In this talk, I will provide an overview of my research and then take a closer look at three recent works. Image generation has progressed rapidly in the past decade—evolving from Gaussian Mixture Models (GMMs) to Variational Autoencoders (VAEs), GANs, and more recently diffusion models, which have set new standards for quality.
I will begin with DiffNat (TMLR’25), which draws inspiration from a simple yet powerful observation: the kurtosis concentration property of natural images. By incorporating a kurtosis concentration loss together with a perceptual guidance strategy, DiffNat can be plugged directly into existing diffusion pipelines, leading to sharper and more faithful generations across tasks such as personalization, super-resolution, and unconditional synthesis.

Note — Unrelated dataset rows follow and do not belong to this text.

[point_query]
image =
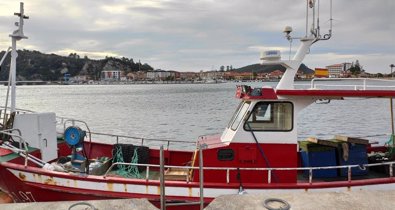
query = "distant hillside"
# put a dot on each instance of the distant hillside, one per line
(34, 65)
(258, 68)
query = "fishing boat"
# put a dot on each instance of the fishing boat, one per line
(258, 152)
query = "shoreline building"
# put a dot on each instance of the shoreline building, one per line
(338, 70)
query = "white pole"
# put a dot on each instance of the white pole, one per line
(16, 36)
(14, 55)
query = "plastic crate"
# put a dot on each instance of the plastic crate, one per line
(357, 156)
(320, 159)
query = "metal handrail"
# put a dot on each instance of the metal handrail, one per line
(269, 170)
(364, 80)
(21, 141)
(142, 139)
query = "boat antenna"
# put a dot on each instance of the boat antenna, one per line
(17, 35)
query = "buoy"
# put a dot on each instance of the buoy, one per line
(5, 198)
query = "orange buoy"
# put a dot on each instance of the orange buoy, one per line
(5, 198)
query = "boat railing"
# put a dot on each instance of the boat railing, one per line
(143, 140)
(22, 143)
(358, 84)
(269, 170)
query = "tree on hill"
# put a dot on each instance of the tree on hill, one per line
(356, 68)
(34, 65)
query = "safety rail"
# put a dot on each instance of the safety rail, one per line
(142, 139)
(269, 170)
(363, 86)
(25, 150)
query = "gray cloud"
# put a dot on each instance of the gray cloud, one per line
(204, 34)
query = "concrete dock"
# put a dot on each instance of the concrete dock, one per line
(360, 200)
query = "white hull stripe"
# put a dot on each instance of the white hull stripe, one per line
(170, 191)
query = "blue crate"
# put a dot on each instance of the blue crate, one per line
(357, 156)
(320, 159)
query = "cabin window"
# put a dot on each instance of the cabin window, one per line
(239, 115)
(270, 116)
(225, 154)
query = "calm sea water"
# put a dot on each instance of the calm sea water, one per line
(187, 111)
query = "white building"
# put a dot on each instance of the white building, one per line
(159, 75)
(337, 70)
(113, 75)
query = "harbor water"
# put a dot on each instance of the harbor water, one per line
(187, 111)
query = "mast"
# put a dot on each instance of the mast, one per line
(314, 35)
(17, 35)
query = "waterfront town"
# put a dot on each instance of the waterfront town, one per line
(342, 70)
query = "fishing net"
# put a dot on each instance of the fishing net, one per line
(129, 171)
(390, 147)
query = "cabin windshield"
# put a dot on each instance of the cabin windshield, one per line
(270, 116)
(239, 115)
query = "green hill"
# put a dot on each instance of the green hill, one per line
(34, 65)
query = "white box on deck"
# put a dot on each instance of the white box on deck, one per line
(39, 130)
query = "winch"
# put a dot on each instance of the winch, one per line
(74, 137)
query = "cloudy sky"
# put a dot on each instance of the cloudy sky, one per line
(198, 35)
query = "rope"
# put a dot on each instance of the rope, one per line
(91, 207)
(276, 204)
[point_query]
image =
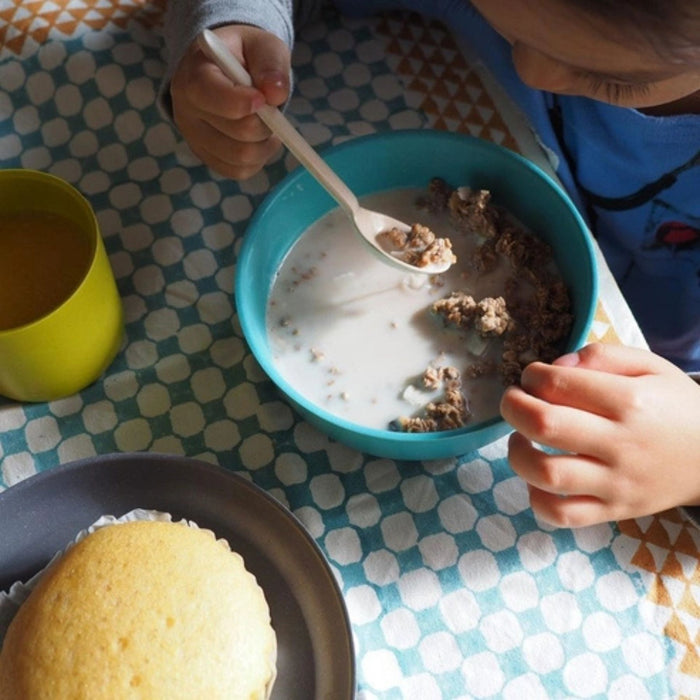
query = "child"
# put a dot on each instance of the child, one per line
(612, 88)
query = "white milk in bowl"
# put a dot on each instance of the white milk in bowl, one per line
(367, 342)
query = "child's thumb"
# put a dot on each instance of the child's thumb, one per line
(269, 64)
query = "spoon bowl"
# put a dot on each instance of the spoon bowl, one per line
(369, 224)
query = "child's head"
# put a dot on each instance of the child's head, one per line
(632, 53)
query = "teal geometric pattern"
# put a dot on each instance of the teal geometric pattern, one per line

Continuing the theme of improving quality under constraints, I will then discuss DuoLoRA (ICCV’25), which tackles the challenge of content–style personalization from just a few examples. DuoLoRA introduces adaptive-rank LoRA merging with cycle-consistency, allowing the model to better disentangle style from content. This not only improves personalization quality but also achieves it with 19× fewer trainable parameters, making it far more efficient than conventional merging strategies.
Finally, I will turn to Cap2Aug (WACV’25), which directly addresses data scarcity. This approach uses captions as a bridge for semantic augmentation, applying cross-modal backtranslation (image → text → image) to generate diverse synthetic samples. By aligning real and synthetic distributions, Cap2Aug boosts both few-shot and long-tail classification performance on multiple benchmarks.